Håvard Bustnes’ Health Factory documents the effects of this pseudo-privatization,where government funds create a faux market. In Norway, the state pays hospitals by the procedure; birthing a baby, for example, nets a Norwegian hospital 18,000 kroner. But should a slow-paced birth require a vacuum, the hospital pockets an additional 10,000 kroner. Needless to say, the threshold between “normal” and “requiring expedition” starts to wane fairly fast.
According to nurses in Norway, hospitals go as far as to chastise employees for an abundance of “normal births” in a given month.
A prominent Norwegian doctor sums up this state of affairs deftly: paying by the procedure incentivizes quantifiable items, shifting focus away from improving health. A hospital would rather treat 10 easy patients as opposed to five difficult ones, since the former has a better ratio of time to value. It also discourages the human side of health care. What value is there in holding someone’s hand who is in deep crisis, he asks, and how long do you hold on before it becomes unprofitable?

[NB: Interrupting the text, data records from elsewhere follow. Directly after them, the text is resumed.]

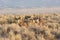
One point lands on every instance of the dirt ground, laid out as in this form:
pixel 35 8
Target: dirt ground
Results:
pixel 30 27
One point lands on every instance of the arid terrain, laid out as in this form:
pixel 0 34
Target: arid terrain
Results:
pixel 30 26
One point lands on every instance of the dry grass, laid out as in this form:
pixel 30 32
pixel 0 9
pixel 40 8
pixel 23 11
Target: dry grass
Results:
pixel 30 27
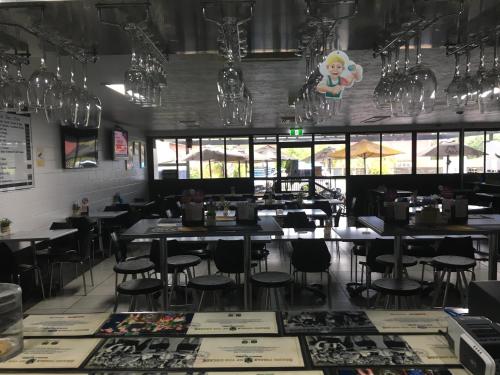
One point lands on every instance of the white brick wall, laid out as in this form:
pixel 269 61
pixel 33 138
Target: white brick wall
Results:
pixel 57 188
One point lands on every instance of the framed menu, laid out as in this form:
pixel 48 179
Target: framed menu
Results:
pixel 327 322
pixel 52 354
pixel 249 352
pixel 62 325
pixel 233 323
pixel 16 160
pixel 417 321
pixel 129 324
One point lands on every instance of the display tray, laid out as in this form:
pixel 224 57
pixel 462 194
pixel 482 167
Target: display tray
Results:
pixel 134 324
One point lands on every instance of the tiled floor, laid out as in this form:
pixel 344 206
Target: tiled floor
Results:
pixel 100 297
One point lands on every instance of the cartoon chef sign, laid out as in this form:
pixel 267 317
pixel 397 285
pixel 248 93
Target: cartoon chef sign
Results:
pixel 339 72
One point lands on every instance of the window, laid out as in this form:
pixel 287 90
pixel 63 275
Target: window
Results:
pixel 474 152
pixel 493 152
pixel 365 154
pixel 188 153
pixel 165 159
pixel 237 157
pixel 329 160
pixel 426 153
pixel 396 153
pixel 449 152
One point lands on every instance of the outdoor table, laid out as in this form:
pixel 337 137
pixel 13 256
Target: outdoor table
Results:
pixel 149 228
pixel 32 236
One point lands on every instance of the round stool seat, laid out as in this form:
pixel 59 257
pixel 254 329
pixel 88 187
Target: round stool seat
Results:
pixel 271 279
pixel 210 282
pixel 134 266
pixel 397 287
pixel 389 260
pixel 453 262
pixel 183 261
pixel 140 286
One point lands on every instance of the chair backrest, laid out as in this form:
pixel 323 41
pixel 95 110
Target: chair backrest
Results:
pixel 460 246
pixel 310 255
pixel 8 265
pixel 296 220
pixel 378 247
pixel 228 256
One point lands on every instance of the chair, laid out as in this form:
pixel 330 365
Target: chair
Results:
pixel 11 270
pixel 78 255
pixel 297 220
pixel 311 256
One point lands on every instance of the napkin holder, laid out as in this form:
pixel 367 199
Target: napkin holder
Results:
pixel 246 214
pixel 193 215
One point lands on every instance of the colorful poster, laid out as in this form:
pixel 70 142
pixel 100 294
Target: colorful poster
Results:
pixel 417 321
pixel 339 73
pixel 374 350
pixel 249 352
pixel 129 324
pixel 233 323
pixel 62 325
pixel 145 353
pixel 327 322
pixel 52 354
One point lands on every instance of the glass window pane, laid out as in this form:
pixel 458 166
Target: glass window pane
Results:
pixel 164 159
pixel 493 152
pixel 295 161
pixel 212 157
pixel 188 150
pixel 265 163
pixel 365 154
pixel 396 153
pixel 237 157
pixel 329 159
pixel 449 153
pixel 426 153
pixel 474 152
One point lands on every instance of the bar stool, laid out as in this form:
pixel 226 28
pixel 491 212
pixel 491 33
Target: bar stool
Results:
pixel 446 264
pixel 271 281
pixel 137 287
pixel 396 288
pixel 209 283
pixel 389 261
pixel 178 264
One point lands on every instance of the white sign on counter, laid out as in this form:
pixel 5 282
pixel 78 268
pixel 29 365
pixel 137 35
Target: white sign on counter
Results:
pixel 16 161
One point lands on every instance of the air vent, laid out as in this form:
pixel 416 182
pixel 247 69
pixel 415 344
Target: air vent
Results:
pixel 371 120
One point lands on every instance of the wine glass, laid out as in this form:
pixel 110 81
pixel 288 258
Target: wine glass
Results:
pixel 456 93
pixel 489 97
pixel 54 98
pixel 40 82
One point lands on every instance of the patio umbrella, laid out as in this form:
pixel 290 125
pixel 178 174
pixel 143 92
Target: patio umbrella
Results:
pixel 452 149
pixel 365 149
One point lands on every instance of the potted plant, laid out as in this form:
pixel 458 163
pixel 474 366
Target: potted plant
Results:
pixel 5 225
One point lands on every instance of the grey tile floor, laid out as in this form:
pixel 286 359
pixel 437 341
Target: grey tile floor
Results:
pixel 100 297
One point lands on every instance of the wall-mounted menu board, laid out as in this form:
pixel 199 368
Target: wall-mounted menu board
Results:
pixel 16 162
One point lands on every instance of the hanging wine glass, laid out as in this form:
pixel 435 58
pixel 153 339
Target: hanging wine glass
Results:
pixel 489 97
pixel 456 93
pixel 39 83
pixel 20 99
pixel 54 98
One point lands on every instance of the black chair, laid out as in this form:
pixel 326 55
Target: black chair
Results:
pixel 297 220
pixel 79 254
pixel 11 270
pixel 311 256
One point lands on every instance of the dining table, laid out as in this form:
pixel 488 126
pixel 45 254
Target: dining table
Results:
pixel 33 236
pixel 164 229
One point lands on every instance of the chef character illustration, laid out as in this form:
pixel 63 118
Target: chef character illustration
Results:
pixel 339 72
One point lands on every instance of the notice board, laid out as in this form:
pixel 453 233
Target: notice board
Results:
pixel 16 159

The obvious ethical issue of ranking patients by profitability aside, a hospital market isn’t feasible because healthy markets require informed consumers. Consumers chose VHS over Betamax because they could easily deduce the former’s cost-benefit superiority. This choice eventually drove Betamax out of existence (to the dismay of many picture-quality purists). But making this kind of decision about your health care provider requires knowledge of a much more esoteric nature. And, as is argued in the film, consumers don’t necessarily want choice when it comes to which hospital to go to; they just want good care. Competition, it seems, is not the golden goose the Iron Lady made it out to be.
Obviously, public health care has its own major flaws; Canadians know this well. The Big Wait addresses one of these: the inability of international medical graduates to practice medicine in Canada. IMGs, be they from Kenya or Serbia or India, arrive in Canada hoping to benefit from the country’s need for doctors. Owing to their degree and, for most, their experience, they can skip medical school but must pass the same licensing exams as new Canadian graduates. Then they must go through our residency program before becoming certified doctors, but this step represents a major bottleneck. All Canadian medical school graduates are guaranteed a residency; IMGs must fight for a handful of these positions. If they don’t snag one, they must wait an entire year before reapplying. Many languish in stopgap jobs for years before finally setting foot inside a Canadian hospital.
This logjam is driving many of these would-be doctors southwards, because the American private system is better equipped to offer a wealth of residency positions. For communities like Midland, Ont., where family doctors are rare and the walk-in clinic recently closed, the idea that trained doctors are being turned away is justly frustrating. Wait times are a national problem and more doctors are needed. Turning away potential fast-track doctors seems ludicrous.
The question, however, is whose warts are worse? Is inefficiency a worthy price to pay for a system incapable of prioritizing anything but need? Or is expediency something to covet above the risk of monetizing patients, which in itself may not be endemic to privatization?After these two films, you can at least say you’re informed enough to make an intelligent decision and, hopefully, have a healthy discussion. Just don’t pay by the word.